Courtenay M. Harding, who was a member of the ISPS International Board from 1997 to 2003, is probably one, of the contemporary professionals, who has contributed the most to changing the image, prognosis and rehabilitation of persons diagnosed with schizophrenia.

In the 1980’s and 1990’s, she conducted a series of longitudinal studies in the United States which gave detailed descriptions of the 30-year plus positive evolution of the worst cases ever studied. These NIMH studies have dismantled a series of prejudices, or as she has stated, “myths” that had become classic dogmas of psychiatry. Such myths had focused upon an expected downward course which, in turn, negatively impacted care and expectations and made many self-fulfilling prophesies.
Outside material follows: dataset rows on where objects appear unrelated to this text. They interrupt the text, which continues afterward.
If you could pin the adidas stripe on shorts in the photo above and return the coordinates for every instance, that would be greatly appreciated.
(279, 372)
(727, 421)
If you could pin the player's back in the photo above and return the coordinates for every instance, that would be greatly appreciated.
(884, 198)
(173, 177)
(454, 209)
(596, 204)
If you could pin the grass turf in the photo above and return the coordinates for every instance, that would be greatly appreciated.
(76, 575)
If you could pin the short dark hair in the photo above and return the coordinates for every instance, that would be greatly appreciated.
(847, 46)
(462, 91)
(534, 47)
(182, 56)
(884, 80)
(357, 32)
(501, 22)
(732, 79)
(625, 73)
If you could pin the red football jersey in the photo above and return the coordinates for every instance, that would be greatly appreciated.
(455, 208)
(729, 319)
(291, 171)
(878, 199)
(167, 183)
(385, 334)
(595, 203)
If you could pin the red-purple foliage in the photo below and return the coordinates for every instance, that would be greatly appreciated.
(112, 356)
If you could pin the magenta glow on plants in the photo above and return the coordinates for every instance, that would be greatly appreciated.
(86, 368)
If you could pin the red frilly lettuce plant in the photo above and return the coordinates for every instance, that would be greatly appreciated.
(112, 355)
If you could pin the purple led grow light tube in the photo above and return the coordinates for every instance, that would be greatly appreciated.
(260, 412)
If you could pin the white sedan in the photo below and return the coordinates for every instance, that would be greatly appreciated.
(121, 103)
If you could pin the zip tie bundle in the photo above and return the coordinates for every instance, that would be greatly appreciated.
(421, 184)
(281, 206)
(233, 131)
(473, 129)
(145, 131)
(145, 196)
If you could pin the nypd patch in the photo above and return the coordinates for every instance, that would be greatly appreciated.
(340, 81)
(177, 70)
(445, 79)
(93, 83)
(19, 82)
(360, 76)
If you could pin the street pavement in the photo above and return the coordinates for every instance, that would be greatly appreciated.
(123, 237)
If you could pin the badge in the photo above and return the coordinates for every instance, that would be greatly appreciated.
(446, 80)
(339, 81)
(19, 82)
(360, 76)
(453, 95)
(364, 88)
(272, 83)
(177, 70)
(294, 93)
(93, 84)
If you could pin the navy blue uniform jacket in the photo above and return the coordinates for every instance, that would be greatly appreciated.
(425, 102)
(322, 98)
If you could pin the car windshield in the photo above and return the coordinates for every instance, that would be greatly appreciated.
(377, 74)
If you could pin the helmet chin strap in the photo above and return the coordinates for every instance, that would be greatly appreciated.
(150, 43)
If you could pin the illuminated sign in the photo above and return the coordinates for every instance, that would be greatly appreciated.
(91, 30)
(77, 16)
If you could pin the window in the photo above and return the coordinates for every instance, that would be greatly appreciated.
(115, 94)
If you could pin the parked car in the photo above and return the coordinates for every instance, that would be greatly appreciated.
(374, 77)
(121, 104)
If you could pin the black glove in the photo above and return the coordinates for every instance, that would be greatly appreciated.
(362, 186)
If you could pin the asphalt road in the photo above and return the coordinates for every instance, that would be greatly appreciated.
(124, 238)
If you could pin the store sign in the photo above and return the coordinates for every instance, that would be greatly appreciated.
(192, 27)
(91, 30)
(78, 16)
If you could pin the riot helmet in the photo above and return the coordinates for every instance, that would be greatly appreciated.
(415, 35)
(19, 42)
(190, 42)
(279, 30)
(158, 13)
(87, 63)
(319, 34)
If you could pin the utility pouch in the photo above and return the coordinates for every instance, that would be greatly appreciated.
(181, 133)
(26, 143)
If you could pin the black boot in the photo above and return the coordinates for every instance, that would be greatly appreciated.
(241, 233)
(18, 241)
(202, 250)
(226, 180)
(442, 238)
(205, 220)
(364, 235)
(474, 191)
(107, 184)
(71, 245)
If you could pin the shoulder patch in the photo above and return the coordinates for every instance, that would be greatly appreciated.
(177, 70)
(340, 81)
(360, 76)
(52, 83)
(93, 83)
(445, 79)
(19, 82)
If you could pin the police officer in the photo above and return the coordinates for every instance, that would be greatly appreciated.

She turned her attention to retraining the caring professions and revamping systems of care. She helped lead several centers focusing on clinical work, public policy, education, and research on recovery, rehabilitation and resilience in Connecticut, Colorado and Massachusetts. Her current position is the Director of the Center for Rehabilitation and Recovery at The Coalition of Behavioral Health Agencies, in New York City. She and her team serve 120 agencies, which are, in turn, in charge of 350,000 persons with serious and persistent psychiatric disorders.

Professor Harding has devoted nearly three decades with much effort and great enthusiasm to study, teach, and demonstrate empirically that the future of these patients is more associated with their lives, hopes and dreams, interpersonal relationships, the work that they perform, the rehabilitation resources, and support networks they receive rather than to the external manifestations of the psychotic experiences which clinical psychiatry has been calling symptoms.

She is tireless advocate and renovator of the concepts and practices of rehabilitation and recovery, trying to promote a more integrated model. She emphasizes the key role of shifting the responsibility and control to these struggling persons, themselves, in regaining their life projects by improving their skills, interests and environments, in the behaviors that facilitate independence, family relationships and work activity, in learning from the present to improve their future, in overcoming stigma and discrimination to become full citizens in the community. Sometimes these efforts are in partnership with clinicians and sometimes by themselves with peer and/or family supports.

Dr. Harding has been an excellent pioneer challenging the status quo and changing the paradigm. Her longitudinal studies, many publications, and interventions have been a determining factor in dissolving the nosological crossword puzzle, which descriptive psychiatry had constructed, about the hopeless prognosis of schizophrenia. She has been tenacious in demonstrating the need to overcome the embedded pessimism and helping a return to the world of common sense, to the person themselves, to their daily life, their attitudes, coping strategies, capacities and hopes.

From within all of the institutions in which she has participated and headed, from the Universities of Vermont, Yale, Colorado or Boston where she was a Professor of Psychiatry, and now from New York, as well as from the ISPS and from all the other associations in which she is a member, she has been a tireless fighter for the recovery of the psychotic patients and to bridge the gaps between and the integration of rehabilitation and psychotherapy for those persons who are experiencing or have experienced these disorders.

That is why our Society is proud and honored to have her as one of our Honorary Members.